Everybody has a valid point IMO. Though I agree with Morrus that it is not "unfair". There are no rules against lower prices and sales.

Perhaps the best "comprimise" solution would be in fact two Side by side top lists. One by Quantity Sold, One by Quality.

Using Enworlds (or someone elses) reviews or grading or whatever, is a good basis for ranking the quality top list, though you'd need a larger staff of reviewers. At least 10 or 15 for it to be accurate.

It would be very intresting for customers to be able to compare lists. "Wow, this product is #1 on the sellers list! I wonder why its #49 on the quality list...hrm..."

This gives customers a lot to think about, and more information to use in deciding purchases.

It may not be the most practical idea due to the layout of the RPGnow site.

I dunno, maybe all of the above is worthless and i'm talkin out my arse with stupid ideas.

Its just an opinion. Cheers.
 

Morrus said:
Well, James, top lists are never going to help the customer, whatever form they come in. The best solution would be a top list based soley on quality, and having nothing at all to do with quantity.

Tell ya what - why don't you do away with the top lists altogether and send all your customers over to my review pages. ;)


You might have something there... I recently integrated RPG.NET reviews into RPGShop... I'm sure we can do something simular with ENWorld reveiws.
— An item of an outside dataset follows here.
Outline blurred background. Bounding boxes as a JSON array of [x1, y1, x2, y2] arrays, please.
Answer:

If you have a php function (url) that I can call passing a product title and have it return matches with links, I'll integrate it in under the onsite comments.

I still have to get a link up to your pdf site too. Just still don't know where it would fit best. Maybe the new front page is a good place for that. But I fear it being abused...

James
 

Only counting the sales of non-sale items seems like a reasonable solution.
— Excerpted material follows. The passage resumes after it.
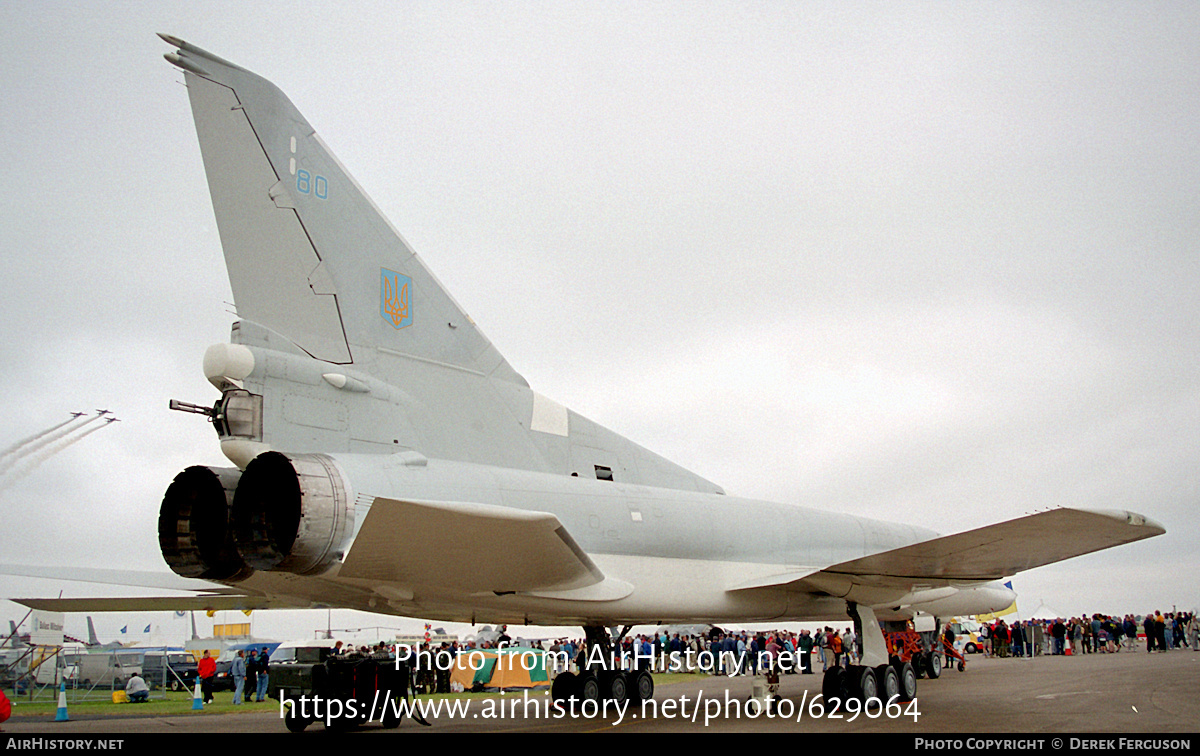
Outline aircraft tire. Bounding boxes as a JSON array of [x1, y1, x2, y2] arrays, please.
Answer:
[[895, 661, 918, 703], [550, 672, 580, 703], [283, 704, 308, 732], [821, 667, 848, 712], [925, 652, 942, 680], [578, 672, 600, 702], [634, 670, 654, 701], [875, 664, 900, 704], [850, 666, 880, 703], [600, 670, 630, 704]]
To those that are peeved about being knocked off the toplists....big whoop. If you can't maintain sales without being on the toplist, then maybe you don't have a viable product on your hands.

Print publishers don't demand that all game shops put their products on the front window and by the register. In other segments, like groceries, producers *pay* for shelf space so they can be placed in the most prized and profitable spots.
 

Morrus said:
No it's not. What you suggest is, essentially, penalising anyone who has a successful marketing strategy, which is exactly what this is.
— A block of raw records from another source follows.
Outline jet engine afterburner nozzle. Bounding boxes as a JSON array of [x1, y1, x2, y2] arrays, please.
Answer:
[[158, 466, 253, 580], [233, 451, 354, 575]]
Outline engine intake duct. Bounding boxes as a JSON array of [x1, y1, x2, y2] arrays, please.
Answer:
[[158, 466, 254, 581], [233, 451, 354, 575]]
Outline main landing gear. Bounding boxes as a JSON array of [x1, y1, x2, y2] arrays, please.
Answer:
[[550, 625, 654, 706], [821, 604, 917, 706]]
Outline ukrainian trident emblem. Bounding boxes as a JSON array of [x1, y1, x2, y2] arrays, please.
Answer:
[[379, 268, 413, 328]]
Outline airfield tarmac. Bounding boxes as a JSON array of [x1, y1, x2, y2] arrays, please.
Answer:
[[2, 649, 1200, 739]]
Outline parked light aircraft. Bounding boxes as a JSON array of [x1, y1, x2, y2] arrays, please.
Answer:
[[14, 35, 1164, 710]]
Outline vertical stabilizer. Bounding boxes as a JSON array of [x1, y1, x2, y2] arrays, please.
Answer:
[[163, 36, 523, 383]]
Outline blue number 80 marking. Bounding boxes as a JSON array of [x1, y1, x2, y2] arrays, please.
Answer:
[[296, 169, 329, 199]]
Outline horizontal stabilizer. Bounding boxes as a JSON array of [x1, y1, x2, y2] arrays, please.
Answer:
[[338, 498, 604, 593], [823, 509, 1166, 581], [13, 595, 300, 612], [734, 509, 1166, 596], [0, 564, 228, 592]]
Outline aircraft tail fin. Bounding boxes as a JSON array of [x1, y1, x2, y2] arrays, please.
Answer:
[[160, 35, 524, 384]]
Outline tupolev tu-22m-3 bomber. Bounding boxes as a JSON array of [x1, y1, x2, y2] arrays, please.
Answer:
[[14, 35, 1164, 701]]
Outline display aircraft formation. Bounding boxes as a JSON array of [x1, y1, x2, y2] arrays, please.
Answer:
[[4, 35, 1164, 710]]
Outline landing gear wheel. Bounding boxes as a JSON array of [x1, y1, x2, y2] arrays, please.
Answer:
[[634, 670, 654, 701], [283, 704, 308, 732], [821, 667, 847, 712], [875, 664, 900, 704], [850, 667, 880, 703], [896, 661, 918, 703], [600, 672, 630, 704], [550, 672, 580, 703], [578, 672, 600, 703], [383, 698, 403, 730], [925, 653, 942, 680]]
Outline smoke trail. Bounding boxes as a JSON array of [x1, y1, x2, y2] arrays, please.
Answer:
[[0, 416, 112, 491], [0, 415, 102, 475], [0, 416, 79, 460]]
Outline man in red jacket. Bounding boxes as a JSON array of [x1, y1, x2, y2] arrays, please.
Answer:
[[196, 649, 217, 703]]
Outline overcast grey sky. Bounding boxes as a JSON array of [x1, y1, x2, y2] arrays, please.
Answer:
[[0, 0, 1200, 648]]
I gotta say that, while this sale, its aims and its strategy has nothing to do with RPGNow's top lists (that's just a nice little side-effect), on principle I think I'd be pretty upset if one of the goal posts were moved just because someone was doing well. Nothing to stop those complaining doing exactly the same thing.
This is absolutely correct. And RPGNow already penalizes its most successful vendors by charging more money for Gold service members who sell more books. This is completely backward. Those who generate more revenue should be rewarded, not penalized.